SAUGUS — Saugus’ school committee board voted 3-1 Thursday evening to extend Superintendent David DeRuosi’s contract through June of 2021.
He is the district’s fifth superintendent since 2012.
The vote came after nearly 45 minutes of heated discussion among the school board members, with the exception of Chair Thomas Whittredge, who recused himself from all proceedings related to Dr. DeRuosi’s contract because of his sister’s position under the superintendent as Director of Pupil Personnel.
Board member Arthur Grabowski was the only member not in favor of the motion to extend DeRuosi’s contract and requested the board have a public discussion before taking a final vote.
He noted a lack of noticeable improvements in the district’s many problems, particularly a continued lack of morale, as his main reason for rejecting an extension of DeRuosi’s contract.
“Improvement in leadership is not there over the last three years,” he said of DeRuosi, whom the district hired in 2016.
Board member Ryan Fisher also noted a lack of morale and tangible frustration from the district’s parents as he argued in favor of extending the contract to allow DeRuosi time to implement changes he had promised.
“There are a lot of people watching this (on TV), there are a lot of people sitting in this room right now, who don’t have hope … and they’re angry. And I understand why they’re angry. What matters to me is that we get this right,” he said.
At one point, Fisher asked to hear from the superintendent himself.
“What I need to hear from you,” he said, “is that you understand this is where people are coming from. It’s not about you, it’s about this lack of hope and confusion they feel that this isn’t getting better.”
In his answer, DeRuosi addressed the “clean sweep” many town residents spoke about during the last school committee elections, when the previous board was voted out and completely overturned, largely due to outrage over the firing of the school district’s custodians.
“If the decision is not to extend me, I can accept that. If the decision is to extend me for one year and become a silent barrier to progress, then you’re not helping,” he told the board.
“If you’re looking at me as a committee and you really want that sweeping change that you asked for, that’s your call … I only say this: my work ethic is my work ethic.
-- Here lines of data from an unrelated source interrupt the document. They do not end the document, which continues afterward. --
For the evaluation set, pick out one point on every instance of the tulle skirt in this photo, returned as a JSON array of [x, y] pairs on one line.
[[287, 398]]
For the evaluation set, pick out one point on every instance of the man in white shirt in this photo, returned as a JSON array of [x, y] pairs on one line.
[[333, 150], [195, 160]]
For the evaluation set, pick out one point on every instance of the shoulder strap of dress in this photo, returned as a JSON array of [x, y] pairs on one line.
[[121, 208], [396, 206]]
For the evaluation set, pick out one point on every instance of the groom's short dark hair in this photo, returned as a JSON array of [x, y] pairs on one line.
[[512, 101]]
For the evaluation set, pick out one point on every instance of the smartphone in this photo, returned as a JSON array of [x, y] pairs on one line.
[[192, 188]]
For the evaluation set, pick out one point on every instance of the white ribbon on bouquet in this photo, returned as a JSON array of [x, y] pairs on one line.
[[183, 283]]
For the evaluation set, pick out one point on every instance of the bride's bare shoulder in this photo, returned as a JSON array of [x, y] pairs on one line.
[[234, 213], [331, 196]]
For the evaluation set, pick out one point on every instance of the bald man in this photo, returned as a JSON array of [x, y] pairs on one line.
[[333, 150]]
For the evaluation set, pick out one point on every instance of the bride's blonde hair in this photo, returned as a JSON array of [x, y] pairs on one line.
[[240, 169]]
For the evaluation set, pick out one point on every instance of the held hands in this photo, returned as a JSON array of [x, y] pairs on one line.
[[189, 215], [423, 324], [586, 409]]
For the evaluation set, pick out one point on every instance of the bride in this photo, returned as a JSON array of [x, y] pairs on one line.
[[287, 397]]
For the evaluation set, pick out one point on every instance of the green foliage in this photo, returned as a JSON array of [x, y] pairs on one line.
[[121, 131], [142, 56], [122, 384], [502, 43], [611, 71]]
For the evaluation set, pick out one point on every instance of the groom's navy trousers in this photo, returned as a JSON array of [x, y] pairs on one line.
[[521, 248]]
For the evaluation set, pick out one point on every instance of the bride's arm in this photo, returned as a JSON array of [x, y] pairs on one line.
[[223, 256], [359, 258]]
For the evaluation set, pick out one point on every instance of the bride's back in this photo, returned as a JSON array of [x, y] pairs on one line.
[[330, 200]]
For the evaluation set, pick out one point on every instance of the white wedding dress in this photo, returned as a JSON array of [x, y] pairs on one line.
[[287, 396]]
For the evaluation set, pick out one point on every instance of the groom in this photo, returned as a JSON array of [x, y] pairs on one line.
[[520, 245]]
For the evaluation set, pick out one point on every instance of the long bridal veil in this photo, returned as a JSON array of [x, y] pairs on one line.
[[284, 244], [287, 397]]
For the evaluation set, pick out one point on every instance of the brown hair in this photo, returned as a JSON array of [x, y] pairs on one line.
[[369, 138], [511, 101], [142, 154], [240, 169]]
I’ve done whatever these committees have asked me to do, and if I don’t make people happy, I’m sorry. But sometimes I can’t, because it jeopardizes the bigger plan, because it hurts kids.
DeRuosi finished his statement with a final plea for the committee to make a decision either way, suggesting that the move to extend his contract only one year was simply a measure to prevent the district from descending into chaos when it makes the move to its new combined middle-high school next year.
“I don’t believe in fighting over everything,” he said. “But you’ve got to do something. You really need to do something. Because the work will not get done. If I am the final, sweeping change this committee was elected on, then so be it.”
After the motion to extend DeRuosi’s contract was finalized, Fisher told DeRuosi in front of the board:
“Whatever happens over the next 22 months, this board is going to handle. We are not the board who was here before,” he said. “I voted the way I did because, after talking to you for five minutes, I’m not prepared to give you five years. This is important to me, and I want us all to work together.”
DeRuosi agreed.
“We’ll work together and see what happens,” he said.